Frente a esas antropologías
que nos deshumanizan, Castro propone una antropología cristiana, que él define
por el rasgo del «encuentro». Encuentro con los demás y con el Creador.
Encuentro que es consecuencia del carácter «referencial» del ser humano, como
tantos pensadores cristianos (Laín, Zubiri, Marías) han destacado. El hombre es
un ser con el otro, para el otro, desde el otro. Frente al sartriano «los demás
son el infierno», oponemos la visión cristiana de los demás como base en la que
fundamentamos el sentido del propio yo.
Se trata, de una
antropología con una dimensión esencialmente crística. Cristo como «hombre
perfecto y perfecto hombre» es el punto desde el que se parte y hacia el que se
tiende.
¿Cómo se ha
llegado a esta situación? ¿Dónde están las raíces que han alimentado este
árbol? El autor comienza hablando del giro antropológico de la cultura
occidental, de cómo el hombre se convirtió en el centro de todas las
preocupaciones. «La era moderna se caracterizó por colocar en el centro de toda
perspectiva al ser humano. Los diversos humanismos tenían en su núcleo una
visión acerca de qué es el hombre, qué es lo verdaderamente humano, y sobre la
base de este criterio conformaban sus propuestas morales, sociales, políticas…
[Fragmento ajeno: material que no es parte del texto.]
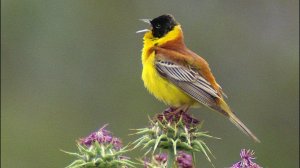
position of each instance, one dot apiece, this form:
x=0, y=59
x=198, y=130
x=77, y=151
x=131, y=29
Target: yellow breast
x=161, y=88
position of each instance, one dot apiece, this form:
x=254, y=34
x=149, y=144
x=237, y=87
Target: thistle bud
x=100, y=150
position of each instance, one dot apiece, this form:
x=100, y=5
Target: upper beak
x=144, y=30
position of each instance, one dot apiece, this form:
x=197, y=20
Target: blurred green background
x=69, y=67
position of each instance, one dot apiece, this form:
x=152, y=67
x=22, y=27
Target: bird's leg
x=181, y=109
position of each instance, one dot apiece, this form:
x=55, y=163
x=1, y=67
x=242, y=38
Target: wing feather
x=189, y=80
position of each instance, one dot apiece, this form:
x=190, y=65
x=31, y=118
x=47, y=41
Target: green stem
x=171, y=158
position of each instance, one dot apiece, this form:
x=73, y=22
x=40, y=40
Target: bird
x=176, y=75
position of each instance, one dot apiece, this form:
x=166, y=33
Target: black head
x=162, y=25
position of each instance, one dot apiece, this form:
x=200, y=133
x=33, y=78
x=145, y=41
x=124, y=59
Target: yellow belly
x=161, y=88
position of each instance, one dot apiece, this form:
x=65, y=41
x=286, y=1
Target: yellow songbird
x=176, y=75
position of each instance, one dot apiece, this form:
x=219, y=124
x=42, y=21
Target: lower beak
x=144, y=30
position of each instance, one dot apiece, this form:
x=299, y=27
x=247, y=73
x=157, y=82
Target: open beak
x=144, y=30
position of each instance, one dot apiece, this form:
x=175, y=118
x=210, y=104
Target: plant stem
x=171, y=158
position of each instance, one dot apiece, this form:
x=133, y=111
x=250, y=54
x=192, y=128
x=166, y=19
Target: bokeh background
x=69, y=67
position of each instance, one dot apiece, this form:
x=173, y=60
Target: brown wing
x=189, y=80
(p.13). Es ese dilatado proceso humanista, ilustrado que desemboca en la
declaración de los Derechos Humanos (p. 106) y avanza paralelo al proceso de
secularización (p. 106) que, entre otras cosas, da lugar al estado laico.
Este largo proceso
del humanismo puede definirse como antropocéntrico: «A lo largo de toda la era
moderna lo que se ha plasmado cultural e ideológicamente en nuestra sociedad ha
sido el imaginario antropocéntrico, ligado a la convicción acerca de la
dignidad de cada ser humano» (p. 10).
Ahora bien, un
concepto del hombre sin referencia a Dios termina siendo un concepto inhumano.
«El humanismo exclusivo es un humanismo inhumano» (107). Y esa antropología sin
Dios tiene sus consecuencias, su inevitable vertiente práctica: la indiferencia
hacia los demás, su consideración de meros objetos de los que me interesa su
utilidad.
¿Estaba ya en ese
giro antropocéntrico la semilla de estas antropologías inhumanas? ¿No se
imponen esas antropologías en la medida en que avanza ese proceso de
secularización? La repuesta a estas preguntas es, cuanto menos, inquietante.
Lo cierto es que
nada es nuevo. En el comienzo del Génesis ya aparece esta situación
especialmente paradójica del ser humano, esta continua tensión entre dos polos.
Dios hace a su criatura del «barro de la tierra»; he aquí el humus primario,
natural de donde surge; no es un ser angélico sino una criatura amasada con la
tierra de este mundo, limitado por las leyes naturales que rigen el mundo
material. En el otro extremo está su aspiración irrefrenable: «el Árbol de la
ciencia del bien y del mal»; es decir, poseer la inteligencia infinita de su
Creador, serlo él mismo. Esta tentación henchida de soberbia, la pretensión
fáustica que roza lo demoniaco. En esta primitiva escena están planteados ya el
posthumanismo (barro de la tierra) y el transhumanismo (árbol de la sabiduría).
Entre estos dos extremos, al hombre le queda sólo el camino del encuentro: la
comunión con su Creador y, en consecuencia, con las otras criaturas; vivir de
acuerdo a sus Leyes con la ayuda de su Gracia.
Francisco A.
Castro Pérez, Llamados a encontrarnos. Ser humano en un tiempo inhumano, Sal
Terrae, 2023
[1] Cristo y cada
hombre. Hermenéutica y recepción en la Antropología Teológica del principio de
solidaridad del Verbo encarnado en cada ser humano (Gaudium et Spes, 22), Universidad Gregoriana de Roma, 2010.